3.  Mechanical heart valves

            a.  carry a 60% risk of embolism if the patient is not anticoagulated

            b.  carry a 4 per 100 patient-years risk of major embolism

            c.  risk of embolism is highest if co-existent atrial fibrillation and/or mitral valve

          prosthesis

            d.  antiplatelet therapy alone decreases risk of embolism from 4 to 2.2 per 100

           patient-years. 

4.  Conditions considered to be “low-risk” for embolic events include

            a.  chronic or paroxymal atrial fibrillation with no valvular heart disease

            b.  mechanical valves in the mitral and aortic locations

            b.  DVT

            c.  only aortic mechanical valve

            d.  atrial fibrillation and valvular heart disease

            e.  porcine valves

            f.   aortic prosthetic valve with a prior history of emboli 

True or False 

5.  Warfarin therapy should be re-started 24 hours after successful endoscopic management of a bleeding lesion. 

6.  Risk of embolism in non anti-coagulated atrial fibrillation patients is 5% to 7% annually. 

7.  A prior history of non-bleeding peptic ulcer disease increases the risk of GI bleeding during anticoagulation. 

8.  Early cessation of anticoagulation for a short time period in patients with DVT significantly increases the risk of pulmonary embolus. 

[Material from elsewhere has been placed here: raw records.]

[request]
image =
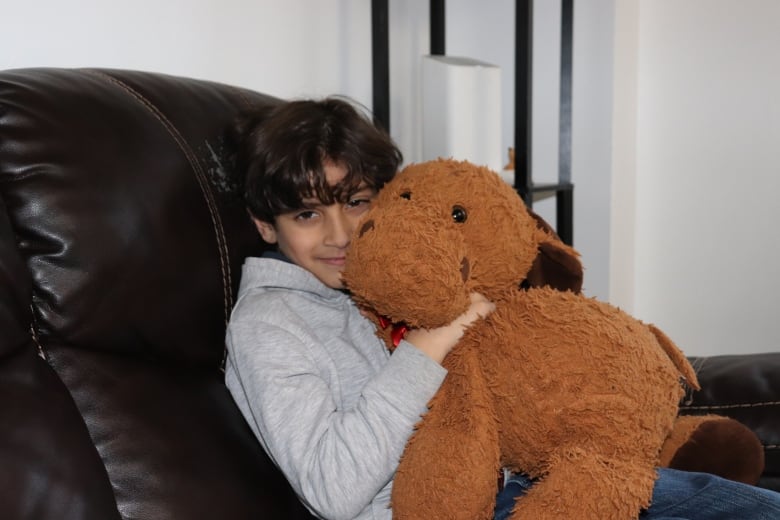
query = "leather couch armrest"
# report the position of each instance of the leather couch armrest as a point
(747, 388)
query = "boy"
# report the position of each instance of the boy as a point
(319, 389)
(322, 394)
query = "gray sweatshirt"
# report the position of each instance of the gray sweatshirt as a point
(320, 391)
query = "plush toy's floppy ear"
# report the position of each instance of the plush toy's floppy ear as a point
(556, 264)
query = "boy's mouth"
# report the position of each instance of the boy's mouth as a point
(337, 261)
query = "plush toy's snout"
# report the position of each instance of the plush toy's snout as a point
(394, 260)
(366, 227)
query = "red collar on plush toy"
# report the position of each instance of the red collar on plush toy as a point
(398, 332)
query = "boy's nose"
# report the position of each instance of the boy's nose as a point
(366, 227)
(340, 230)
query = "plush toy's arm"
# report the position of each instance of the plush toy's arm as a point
(450, 465)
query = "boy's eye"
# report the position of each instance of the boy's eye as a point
(305, 215)
(358, 202)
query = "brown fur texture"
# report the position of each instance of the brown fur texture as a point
(563, 387)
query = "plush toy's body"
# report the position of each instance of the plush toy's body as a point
(554, 384)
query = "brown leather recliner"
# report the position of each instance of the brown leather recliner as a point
(121, 240)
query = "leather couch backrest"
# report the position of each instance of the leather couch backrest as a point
(121, 240)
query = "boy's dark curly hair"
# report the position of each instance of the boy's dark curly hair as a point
(282, 149)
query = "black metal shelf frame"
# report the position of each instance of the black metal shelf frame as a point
(563, 189)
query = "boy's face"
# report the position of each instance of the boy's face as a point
(317, 238)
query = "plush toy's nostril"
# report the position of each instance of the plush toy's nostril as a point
(365, 228)
(464, 269)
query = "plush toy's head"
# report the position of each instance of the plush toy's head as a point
(443, 229)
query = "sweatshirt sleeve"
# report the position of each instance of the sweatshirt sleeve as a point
(336, 460)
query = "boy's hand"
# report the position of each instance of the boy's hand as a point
(437, 343)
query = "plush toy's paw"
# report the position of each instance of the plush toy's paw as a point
(717, 445)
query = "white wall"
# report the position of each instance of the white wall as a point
(707, 173)
(695, 118)
(286, 48)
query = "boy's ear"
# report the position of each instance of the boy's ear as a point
(266, 230)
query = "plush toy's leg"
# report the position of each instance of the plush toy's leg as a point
(450, 466)
(714, 444)
(584, 486)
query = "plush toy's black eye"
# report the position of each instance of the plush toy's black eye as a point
(459, 214)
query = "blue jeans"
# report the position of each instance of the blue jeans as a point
(679, 495)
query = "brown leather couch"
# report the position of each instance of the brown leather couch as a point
(121, 240)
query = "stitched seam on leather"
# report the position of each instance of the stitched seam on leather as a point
(34, 335)
(202, 182)
(731, 406)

9.  Aspirin and/or NSAID’s should be stopped 7 to 10 days prior to polypectomy. 

10.  For patients on heparin, the infusion should be stopped 4 to 6 hours prior to the scheduled high-risk procedure and can be re-started 2 to 6 hours after the procedure. 

11.  Vitamin K is the ideal agent to reverse anticoagulation when the INR needs to be normalized prior to endoscopic procedures. 

12.  Patients with a prior history of gastrointestinal bleeding have a 30% 3-year risk of bleeding while anticoagulated compared to a risk of 5% for those with no prior history of GI bleeding. 

13.  Emergent endoscopic procedures in a patient with active gastrointestinal bleeding who is taking coumadin should be performed even if the INR is supratherapeutic. 

14.  The risk of major hemorrhage after sphincterotomy is 10% to 15% if anticoagulation is resumed within 3 days.